We’re venturing into a little bit of ridiculous territory with the FTC saying these things because influencers really want to follow the rules,” Pomponi said. “They want to do a good job — they want to be seen as useful to brands and don’t want to do anything that would jeopardize their relationships.”
That’s great and all, but as an advertiser, you hold the duty to ensure that your messaging is not misleading. You are in control of it. You draft it. You have to anticipate how a reasonable consumer right interpret it. FTCA liability does not require an intent to deceive. The issue is whether endorsements are likely to mislead, even if the deception was an unintentional mistake.

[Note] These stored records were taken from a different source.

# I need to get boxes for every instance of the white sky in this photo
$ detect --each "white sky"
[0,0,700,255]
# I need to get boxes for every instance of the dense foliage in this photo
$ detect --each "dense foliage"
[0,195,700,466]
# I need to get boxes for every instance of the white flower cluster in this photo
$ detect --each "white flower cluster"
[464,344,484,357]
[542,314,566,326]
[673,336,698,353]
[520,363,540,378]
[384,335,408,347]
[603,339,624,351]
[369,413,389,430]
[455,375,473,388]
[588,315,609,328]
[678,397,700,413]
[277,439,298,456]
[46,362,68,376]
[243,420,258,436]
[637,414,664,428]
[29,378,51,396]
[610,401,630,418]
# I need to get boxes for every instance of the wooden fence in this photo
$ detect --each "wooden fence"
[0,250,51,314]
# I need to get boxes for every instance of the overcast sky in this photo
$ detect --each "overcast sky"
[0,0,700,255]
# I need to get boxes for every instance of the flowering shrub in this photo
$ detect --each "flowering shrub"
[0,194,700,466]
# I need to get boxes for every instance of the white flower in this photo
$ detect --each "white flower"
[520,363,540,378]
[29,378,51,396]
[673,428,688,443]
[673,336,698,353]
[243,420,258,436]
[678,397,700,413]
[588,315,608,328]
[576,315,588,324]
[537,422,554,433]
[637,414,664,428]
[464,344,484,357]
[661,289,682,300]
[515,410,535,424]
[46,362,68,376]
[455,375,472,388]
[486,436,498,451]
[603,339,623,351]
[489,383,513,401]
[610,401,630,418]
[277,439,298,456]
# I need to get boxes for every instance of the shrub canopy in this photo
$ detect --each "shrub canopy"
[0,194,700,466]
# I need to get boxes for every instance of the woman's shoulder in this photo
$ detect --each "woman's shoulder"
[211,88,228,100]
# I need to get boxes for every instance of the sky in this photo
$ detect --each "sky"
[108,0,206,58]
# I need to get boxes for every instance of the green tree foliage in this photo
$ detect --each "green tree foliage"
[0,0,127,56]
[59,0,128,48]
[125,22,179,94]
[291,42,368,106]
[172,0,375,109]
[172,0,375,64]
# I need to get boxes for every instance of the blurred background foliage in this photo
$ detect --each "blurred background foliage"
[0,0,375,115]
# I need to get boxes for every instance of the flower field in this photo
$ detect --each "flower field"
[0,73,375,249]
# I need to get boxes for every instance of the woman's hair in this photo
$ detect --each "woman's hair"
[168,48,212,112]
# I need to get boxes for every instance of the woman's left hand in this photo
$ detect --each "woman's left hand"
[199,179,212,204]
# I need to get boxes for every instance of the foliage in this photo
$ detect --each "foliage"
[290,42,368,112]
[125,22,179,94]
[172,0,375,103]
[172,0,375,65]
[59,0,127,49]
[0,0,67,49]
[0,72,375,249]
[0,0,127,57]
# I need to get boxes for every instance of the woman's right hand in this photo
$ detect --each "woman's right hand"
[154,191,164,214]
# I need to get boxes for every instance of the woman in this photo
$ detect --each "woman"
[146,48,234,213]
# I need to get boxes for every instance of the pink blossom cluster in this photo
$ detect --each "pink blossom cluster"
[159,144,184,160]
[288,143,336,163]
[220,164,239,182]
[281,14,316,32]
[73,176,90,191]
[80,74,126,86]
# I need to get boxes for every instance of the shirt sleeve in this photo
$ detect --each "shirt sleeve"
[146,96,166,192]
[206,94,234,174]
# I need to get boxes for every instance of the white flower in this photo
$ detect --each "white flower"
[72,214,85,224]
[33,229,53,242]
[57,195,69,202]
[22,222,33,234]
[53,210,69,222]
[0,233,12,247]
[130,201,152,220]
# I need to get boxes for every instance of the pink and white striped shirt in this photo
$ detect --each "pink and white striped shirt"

There’s a basic tension here. The point of endorsements, like native advertising, is to create a friendly engagement with the product. However, that friendly engagement may disarm the consumer. When the consumer recognizes material as advertising, it causes the consumer to more skeptically evaluate (or avoid) an advertising claim. Thus, the benefits of secret endorsement are in tension with the goal of enabling consumers to be self-reliant in recognizing commercial persuasion.
Second, there’s something new and different about influencers and ads:
Some advertisers say influencer posts don’t deserve such careful disclosure, because they are not the same thing as a traditional ad. Lauren Diamond Kushner, a partner at Kettle, a creative agency in New York, has worked on influencer campaigns with brands including Sunglass Hut. She said the Instagram stars and YouTubers often only work with the brands that they genuinely like and use.
Wrong! So, before the internet, there was this thing called TV. And on TV, there were celebrities who did ads. Those celebrities too screened products and only did endorsements that were not too embarrassing. (In many cases, real celebrities limit ads so that they only appear outside the US!). And before the TV, there was this thing called radio. And so on.
The “genuinely like and use” argument is baloney. What happens if the influencer changes her mind and stops using it? Do the tweets get deleted?